By Laisha Mae Tabujara
November 29, 2021 – To bolster interfaith stewardship for climate stability among the youth, the 5th National Climate Change Conference hosted a webinar — banking on the contributions of diverse religious positions toward environmental and ecological preservation and conservation.
Dubbed as “Reinforcing the Youth’s Role on Stewardship of Biodiversity for Climate Stability,” the webinar focused on the relationships of humankind toward the environment and climate stability in the context of various religions.
Fr. Jojo M. Fung, S.J, a Malaysian Jesuit priest, discussed how different religions uphold stewardship and how the youth should respond. In both the needs of the environment and to the needs of the vulnerable groups amid climate changes.

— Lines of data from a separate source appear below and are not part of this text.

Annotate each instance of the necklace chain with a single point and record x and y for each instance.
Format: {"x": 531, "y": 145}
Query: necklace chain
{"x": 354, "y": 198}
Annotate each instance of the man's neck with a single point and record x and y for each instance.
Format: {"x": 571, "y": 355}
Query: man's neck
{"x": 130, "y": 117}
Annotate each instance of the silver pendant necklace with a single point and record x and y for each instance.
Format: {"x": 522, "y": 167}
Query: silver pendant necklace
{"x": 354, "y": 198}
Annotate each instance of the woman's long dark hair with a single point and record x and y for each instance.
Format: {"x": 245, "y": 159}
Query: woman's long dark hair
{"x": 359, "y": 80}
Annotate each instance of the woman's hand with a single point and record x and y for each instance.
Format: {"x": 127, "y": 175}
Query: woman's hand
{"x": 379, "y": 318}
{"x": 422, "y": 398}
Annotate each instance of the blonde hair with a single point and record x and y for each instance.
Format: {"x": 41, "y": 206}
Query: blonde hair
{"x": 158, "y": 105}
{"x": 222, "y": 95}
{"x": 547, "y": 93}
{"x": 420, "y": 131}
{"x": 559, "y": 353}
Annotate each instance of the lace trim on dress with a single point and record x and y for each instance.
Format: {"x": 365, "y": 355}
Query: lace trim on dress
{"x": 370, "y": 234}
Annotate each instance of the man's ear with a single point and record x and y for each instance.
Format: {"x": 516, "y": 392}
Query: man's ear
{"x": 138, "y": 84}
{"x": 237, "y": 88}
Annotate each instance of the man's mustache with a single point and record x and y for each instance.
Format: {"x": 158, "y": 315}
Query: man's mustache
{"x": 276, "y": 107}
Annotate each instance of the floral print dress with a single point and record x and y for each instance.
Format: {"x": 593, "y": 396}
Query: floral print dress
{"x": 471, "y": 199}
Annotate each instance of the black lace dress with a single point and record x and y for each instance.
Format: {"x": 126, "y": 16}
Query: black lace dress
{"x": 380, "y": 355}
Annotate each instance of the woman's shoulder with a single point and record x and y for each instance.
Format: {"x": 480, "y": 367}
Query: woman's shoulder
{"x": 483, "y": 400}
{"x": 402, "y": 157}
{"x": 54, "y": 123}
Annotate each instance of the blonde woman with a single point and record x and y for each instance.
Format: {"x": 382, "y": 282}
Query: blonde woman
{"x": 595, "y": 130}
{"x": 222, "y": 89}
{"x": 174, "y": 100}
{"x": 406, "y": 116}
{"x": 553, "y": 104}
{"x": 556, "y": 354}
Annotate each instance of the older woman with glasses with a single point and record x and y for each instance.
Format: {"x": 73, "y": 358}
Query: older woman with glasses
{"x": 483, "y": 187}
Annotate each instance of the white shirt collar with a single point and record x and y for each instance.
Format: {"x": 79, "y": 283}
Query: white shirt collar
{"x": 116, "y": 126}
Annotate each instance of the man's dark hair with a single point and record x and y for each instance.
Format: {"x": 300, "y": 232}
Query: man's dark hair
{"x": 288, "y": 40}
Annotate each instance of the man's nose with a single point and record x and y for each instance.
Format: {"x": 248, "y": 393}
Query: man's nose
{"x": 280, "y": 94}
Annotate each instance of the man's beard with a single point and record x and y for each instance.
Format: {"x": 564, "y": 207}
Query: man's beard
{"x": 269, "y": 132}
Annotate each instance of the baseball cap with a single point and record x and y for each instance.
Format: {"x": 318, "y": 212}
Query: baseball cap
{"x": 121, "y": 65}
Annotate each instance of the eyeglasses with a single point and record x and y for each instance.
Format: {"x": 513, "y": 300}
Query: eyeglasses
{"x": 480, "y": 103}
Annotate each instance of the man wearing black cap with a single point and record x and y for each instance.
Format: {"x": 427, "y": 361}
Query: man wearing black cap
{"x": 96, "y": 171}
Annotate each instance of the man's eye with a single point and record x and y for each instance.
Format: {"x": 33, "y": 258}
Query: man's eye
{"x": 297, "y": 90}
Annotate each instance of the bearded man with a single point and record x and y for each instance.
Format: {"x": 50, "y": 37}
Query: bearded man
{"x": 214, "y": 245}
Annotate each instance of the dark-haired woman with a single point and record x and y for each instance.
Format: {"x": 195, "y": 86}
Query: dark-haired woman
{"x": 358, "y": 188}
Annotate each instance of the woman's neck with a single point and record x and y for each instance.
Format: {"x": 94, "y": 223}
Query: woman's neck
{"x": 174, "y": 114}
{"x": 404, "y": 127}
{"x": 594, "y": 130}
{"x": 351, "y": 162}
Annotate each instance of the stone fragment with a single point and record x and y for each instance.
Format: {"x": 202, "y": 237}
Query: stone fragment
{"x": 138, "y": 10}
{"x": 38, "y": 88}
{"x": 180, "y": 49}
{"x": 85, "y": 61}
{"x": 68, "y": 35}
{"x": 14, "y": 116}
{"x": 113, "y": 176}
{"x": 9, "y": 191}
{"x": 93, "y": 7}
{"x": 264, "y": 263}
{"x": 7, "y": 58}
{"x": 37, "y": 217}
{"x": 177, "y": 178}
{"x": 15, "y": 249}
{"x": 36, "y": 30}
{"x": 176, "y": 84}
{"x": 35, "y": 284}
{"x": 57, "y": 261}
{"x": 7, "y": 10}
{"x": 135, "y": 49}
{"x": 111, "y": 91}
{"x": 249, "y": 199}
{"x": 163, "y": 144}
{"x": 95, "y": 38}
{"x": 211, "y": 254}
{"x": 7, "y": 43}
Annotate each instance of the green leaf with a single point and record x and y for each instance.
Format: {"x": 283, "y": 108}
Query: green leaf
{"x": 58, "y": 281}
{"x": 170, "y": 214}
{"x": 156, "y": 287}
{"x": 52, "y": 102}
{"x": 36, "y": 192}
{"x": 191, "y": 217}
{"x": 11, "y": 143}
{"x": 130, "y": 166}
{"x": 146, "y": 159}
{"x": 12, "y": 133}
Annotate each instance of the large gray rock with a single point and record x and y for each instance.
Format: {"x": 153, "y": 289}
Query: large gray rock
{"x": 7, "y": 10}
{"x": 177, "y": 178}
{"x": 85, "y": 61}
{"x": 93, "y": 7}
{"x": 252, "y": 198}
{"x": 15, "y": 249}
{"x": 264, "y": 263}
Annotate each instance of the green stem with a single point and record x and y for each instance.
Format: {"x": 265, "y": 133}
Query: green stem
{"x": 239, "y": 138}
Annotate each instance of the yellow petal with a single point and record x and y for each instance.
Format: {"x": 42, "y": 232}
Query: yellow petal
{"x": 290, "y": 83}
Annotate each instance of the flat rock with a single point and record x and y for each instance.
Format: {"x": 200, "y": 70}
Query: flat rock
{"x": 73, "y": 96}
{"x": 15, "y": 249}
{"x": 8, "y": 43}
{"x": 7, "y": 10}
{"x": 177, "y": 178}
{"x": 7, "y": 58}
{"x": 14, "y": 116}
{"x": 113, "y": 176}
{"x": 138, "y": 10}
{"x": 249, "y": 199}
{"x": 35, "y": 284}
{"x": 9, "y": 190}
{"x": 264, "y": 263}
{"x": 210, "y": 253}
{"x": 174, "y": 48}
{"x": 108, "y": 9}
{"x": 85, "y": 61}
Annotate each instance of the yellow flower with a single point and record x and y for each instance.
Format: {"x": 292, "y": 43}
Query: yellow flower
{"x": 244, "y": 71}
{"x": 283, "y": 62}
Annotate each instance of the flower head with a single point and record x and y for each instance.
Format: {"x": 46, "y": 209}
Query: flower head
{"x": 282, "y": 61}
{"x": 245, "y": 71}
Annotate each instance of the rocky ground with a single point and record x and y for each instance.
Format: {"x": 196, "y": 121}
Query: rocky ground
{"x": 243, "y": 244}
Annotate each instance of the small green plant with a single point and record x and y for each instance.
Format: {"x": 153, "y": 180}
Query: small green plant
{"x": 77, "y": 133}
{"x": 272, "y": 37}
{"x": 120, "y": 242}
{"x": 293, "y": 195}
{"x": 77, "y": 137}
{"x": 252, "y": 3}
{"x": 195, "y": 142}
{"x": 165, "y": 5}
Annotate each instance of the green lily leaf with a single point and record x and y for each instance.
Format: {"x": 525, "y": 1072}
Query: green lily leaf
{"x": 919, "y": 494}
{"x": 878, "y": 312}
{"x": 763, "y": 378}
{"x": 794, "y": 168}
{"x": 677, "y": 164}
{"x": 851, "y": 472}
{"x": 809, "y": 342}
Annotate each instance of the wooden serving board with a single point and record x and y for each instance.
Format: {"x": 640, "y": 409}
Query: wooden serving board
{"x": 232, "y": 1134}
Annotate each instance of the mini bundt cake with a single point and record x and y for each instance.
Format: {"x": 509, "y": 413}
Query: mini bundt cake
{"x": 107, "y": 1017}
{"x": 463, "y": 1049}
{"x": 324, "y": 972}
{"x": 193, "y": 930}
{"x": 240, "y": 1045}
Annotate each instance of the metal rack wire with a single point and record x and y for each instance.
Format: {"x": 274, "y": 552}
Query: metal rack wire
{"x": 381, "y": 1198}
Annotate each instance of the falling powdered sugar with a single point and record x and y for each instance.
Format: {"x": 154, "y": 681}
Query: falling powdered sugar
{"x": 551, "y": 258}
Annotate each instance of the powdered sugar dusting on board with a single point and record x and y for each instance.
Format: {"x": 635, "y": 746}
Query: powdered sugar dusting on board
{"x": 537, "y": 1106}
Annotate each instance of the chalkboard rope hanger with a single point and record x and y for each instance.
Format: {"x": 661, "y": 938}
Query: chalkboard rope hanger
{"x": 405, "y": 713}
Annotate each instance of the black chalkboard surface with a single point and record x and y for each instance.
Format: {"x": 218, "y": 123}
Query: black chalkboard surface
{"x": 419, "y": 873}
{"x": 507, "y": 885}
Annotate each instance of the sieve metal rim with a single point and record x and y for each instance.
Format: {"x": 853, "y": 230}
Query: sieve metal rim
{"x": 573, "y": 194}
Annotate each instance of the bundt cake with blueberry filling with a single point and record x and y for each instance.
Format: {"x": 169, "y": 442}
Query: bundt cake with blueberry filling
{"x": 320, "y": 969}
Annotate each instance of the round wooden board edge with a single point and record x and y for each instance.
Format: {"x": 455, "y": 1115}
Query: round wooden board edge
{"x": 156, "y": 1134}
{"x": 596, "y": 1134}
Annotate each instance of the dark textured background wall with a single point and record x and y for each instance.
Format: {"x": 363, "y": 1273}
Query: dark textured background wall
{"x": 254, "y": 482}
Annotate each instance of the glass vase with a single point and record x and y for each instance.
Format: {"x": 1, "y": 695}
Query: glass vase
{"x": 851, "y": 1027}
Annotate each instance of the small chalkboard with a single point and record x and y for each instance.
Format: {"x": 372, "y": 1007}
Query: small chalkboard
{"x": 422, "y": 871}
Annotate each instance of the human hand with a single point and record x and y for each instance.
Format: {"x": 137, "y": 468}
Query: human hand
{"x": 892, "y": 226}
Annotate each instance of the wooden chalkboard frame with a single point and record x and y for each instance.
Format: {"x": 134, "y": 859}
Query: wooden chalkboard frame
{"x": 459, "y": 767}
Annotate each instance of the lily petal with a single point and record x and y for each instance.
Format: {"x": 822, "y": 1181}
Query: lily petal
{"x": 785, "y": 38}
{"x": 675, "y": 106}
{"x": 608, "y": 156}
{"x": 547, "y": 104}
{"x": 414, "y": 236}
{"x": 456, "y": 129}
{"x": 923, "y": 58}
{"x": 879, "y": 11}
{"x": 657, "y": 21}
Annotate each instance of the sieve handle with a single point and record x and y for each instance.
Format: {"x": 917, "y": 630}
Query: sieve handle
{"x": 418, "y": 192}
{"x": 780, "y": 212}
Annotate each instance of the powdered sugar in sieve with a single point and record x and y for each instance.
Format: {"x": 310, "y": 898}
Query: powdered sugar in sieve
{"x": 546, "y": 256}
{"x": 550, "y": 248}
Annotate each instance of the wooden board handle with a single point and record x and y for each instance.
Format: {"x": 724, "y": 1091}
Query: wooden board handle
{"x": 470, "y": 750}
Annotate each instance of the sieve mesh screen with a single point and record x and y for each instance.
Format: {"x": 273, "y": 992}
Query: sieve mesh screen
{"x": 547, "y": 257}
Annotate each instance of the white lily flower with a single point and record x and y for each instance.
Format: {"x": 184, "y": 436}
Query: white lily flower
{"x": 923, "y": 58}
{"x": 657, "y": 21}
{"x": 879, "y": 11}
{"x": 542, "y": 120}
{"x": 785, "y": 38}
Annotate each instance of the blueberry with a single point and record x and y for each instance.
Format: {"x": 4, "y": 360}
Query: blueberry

“There should be this sense that everything in this world is connected—that we are one… so, therefore, our life is one, we are bound together,” Fr. Fung emphasized.
He illustrated how IP Mysticism, Hinduism, Buddhism, Islam – no matter how diverse, share the same principles of interdependency and being one with Mother Earth.
Dr. Jeramie Molino, professor at St. Louis University, on the other hand, backed Pope Francis’ Encyclical, Laudato Si – “our dominion over the universe should be understood more properly in the sense of responsible stewardship” during the panel discussion.
“Interfaith collective religious consciousness or mindset, aimed at demonstrating caring of the creation,” Dr. Molino said.
She further shared how people, especially the youth, should learn religious awareness and attitudes while determining the challenges of the diverse religious positions toward climate stability.
Patricia Mungcal, a Protestant community researcher, humanitarian worker, and environmental activist, emphasized the principle that people are not above nature. Instead, people should treat nature with equal awe.
“We need to uphold the integrity of God’s creation,” Mungcal reminded.
“As stewards, people should protect and nurture the environment to ensure ecological balance and intergenerational unity,” she added.
The humanitarian worker also underscored the importance of including climate change in the conversation of the country’s progress, as well as the importance of electing credible leaders to address this since world is already in a state of planetary emergency.
Fr. Dionito Cabillas of Iglesia Filipino Independiente also shared the same stance that there is a need for collective effort to address pressing climate change implications.
“We need to protect and conserve our natural resources. Mahirap na tayo pero kailangan natin ito ma-restore (We are not well off, but we still need to restore it),” Fr. Cabillas said.
He encouraged the youth to uphold urban gardening; tree planting of non-commercial trees such as Narra, Apitong, Kamagong, Yakal, and other traditional trees; and reducing open pits and excessive mining against coal plants to encourage renewable energy. Moreover, Fr. Cabillas supports the denunciation of single-use plastic; checks the development projects that endanger the environment; and fights and prays for peace and unity.